Der Delphi-Konsensprozess zur unilateralen CI-Implantation bei Erwachsenen mit bilateralem schwerem, an Taubheit grenzendem oder moderat bis an Taubheit grenzend abfallendem Schallempfindungshörverlust wurde von einem nicht abstimmberechtigten Vorsitzenden in Person von Dr. Craig Buchman, Leiter der Otolaryngologie – Kopf- und Halschirurgie, Washington University School of Medicine, St. Louis, USA, geleitet. Unterstützt wurde der Vorsitzende von vier abstimmberechtigten Mitgliedern des Lenkungsausschusses: Professor René Gifford, Vanderbilt University, Nashville, USA; Dr David Haynes, Vanderbilt University, Nashville, USA; Professor Thomas Lenarz, Medizinische Hochschule Hannover, Deutschland; Professor Gerard O'Donoghue, University of Nottingham, GB.

Das Delphi-Gremium bestand aus weiteren 26 Experten im Bereich der CI-Nutzung, darunter Audiologen und HNO-Spezialisten aus 13 Ländern.

Zusätzlich wurde ein Consumer and Professional Advocacy Committee (CAPAC) aus Vertretern von internationalen CI-Träger-Verbänden und professionellen Expertenorganisationen in die Entwicklung der Konsenserklärung miteinbezogen.

*Schwerer Hörverlust, der das Hören und die Beteiligung an Gesprächen in geräuschvollen Umgebungen stark erschwert.

Der Delphi-Prozess und die Unterstützung bei der medizinischen Redaktion wurden von Advanced Bionics, Cochlear Ltd, MED-EL und Oticon Medical mitfinanziert. Die Förderorganisationen haben keinen Einfluss auf die Konzeption, die Durchführung oder den Inhalt des Delphi-Konsensprozesses genommen.

Quellenangaben

1. Buchman CA et al. JAMA Otolaryngol Head Neck Surgery 2020

2. Global Burden of Disease Hearing Loss Expert Group. Eur J Public Health 2013;23:146–52.
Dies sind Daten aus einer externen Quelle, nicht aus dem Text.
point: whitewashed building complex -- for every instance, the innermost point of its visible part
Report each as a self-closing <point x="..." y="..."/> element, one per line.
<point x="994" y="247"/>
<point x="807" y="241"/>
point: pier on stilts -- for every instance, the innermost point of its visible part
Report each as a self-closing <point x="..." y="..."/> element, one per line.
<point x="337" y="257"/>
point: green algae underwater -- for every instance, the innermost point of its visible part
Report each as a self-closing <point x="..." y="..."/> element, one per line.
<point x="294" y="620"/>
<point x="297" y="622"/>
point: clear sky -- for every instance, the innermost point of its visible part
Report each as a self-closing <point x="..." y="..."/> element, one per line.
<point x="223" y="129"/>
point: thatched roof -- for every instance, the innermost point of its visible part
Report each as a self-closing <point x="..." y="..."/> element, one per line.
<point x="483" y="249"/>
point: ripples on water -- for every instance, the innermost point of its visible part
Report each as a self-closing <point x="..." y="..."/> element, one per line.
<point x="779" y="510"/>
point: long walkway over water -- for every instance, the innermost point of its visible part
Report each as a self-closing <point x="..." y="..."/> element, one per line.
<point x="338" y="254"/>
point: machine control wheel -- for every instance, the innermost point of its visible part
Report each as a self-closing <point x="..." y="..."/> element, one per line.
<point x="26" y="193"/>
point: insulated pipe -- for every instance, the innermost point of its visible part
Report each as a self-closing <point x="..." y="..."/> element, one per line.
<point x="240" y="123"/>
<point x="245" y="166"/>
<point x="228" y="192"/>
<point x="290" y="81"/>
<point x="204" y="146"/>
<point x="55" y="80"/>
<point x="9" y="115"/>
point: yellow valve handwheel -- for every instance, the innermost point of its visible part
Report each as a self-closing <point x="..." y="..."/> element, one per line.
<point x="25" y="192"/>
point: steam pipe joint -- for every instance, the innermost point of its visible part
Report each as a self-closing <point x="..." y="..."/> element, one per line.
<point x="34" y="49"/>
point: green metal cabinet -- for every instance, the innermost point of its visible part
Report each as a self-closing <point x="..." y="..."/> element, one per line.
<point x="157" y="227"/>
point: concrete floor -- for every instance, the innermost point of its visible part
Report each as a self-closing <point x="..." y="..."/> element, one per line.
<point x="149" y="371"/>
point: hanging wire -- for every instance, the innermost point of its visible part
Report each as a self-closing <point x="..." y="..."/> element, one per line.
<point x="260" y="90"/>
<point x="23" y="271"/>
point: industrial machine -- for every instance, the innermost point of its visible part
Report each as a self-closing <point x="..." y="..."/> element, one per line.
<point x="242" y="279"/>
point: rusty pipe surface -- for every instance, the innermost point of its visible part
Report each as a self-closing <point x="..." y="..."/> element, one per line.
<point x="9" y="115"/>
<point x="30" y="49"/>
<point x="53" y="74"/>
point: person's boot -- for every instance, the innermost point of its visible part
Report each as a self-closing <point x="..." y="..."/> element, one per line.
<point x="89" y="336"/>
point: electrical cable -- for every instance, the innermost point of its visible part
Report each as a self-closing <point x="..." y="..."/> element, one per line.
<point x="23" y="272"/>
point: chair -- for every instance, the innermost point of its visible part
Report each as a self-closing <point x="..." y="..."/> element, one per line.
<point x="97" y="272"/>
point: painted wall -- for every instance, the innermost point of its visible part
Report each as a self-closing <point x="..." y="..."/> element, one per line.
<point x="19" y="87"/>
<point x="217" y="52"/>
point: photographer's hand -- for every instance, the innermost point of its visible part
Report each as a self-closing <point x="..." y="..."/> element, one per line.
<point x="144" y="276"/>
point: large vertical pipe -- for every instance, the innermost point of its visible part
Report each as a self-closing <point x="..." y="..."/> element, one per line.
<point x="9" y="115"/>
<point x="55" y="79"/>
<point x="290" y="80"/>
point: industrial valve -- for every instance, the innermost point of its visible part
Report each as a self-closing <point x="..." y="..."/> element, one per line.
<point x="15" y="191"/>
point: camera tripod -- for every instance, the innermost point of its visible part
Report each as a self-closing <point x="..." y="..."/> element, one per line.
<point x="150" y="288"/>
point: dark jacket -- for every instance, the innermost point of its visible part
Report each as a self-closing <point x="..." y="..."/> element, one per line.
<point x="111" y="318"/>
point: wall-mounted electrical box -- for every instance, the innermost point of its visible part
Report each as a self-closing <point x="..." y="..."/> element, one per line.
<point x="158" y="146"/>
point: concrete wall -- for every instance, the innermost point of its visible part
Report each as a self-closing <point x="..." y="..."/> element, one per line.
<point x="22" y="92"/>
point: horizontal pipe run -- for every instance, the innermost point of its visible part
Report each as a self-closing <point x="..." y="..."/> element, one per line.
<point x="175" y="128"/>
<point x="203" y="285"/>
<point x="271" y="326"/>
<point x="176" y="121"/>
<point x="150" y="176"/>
3. Cohen SM, Labadie RF, and Haynes DS. Primary care approach to hearing loss: the hidden disability. Ear Nose Throat J 2005;84:26.

4. Raine C, Atkinson H, Strachan DR, et al. Access to cochlear implants: Time to reflect. Cochlear Implants Int 2016;17 (Suppl 1):42–6.

5. Gaylor JM, Raman G, Chung M, et al. JAMA Otolaryngol Head Neck Surg. 2013;139(3):265-272.

6. Sorkin D. Cochlear Implants Int 2013;14(Suppl 1):S1.

7. De Raeve L. Eur Ann Otorhinolaryngol Head Neck Dis 2016;133(Suppl 1):S57–60.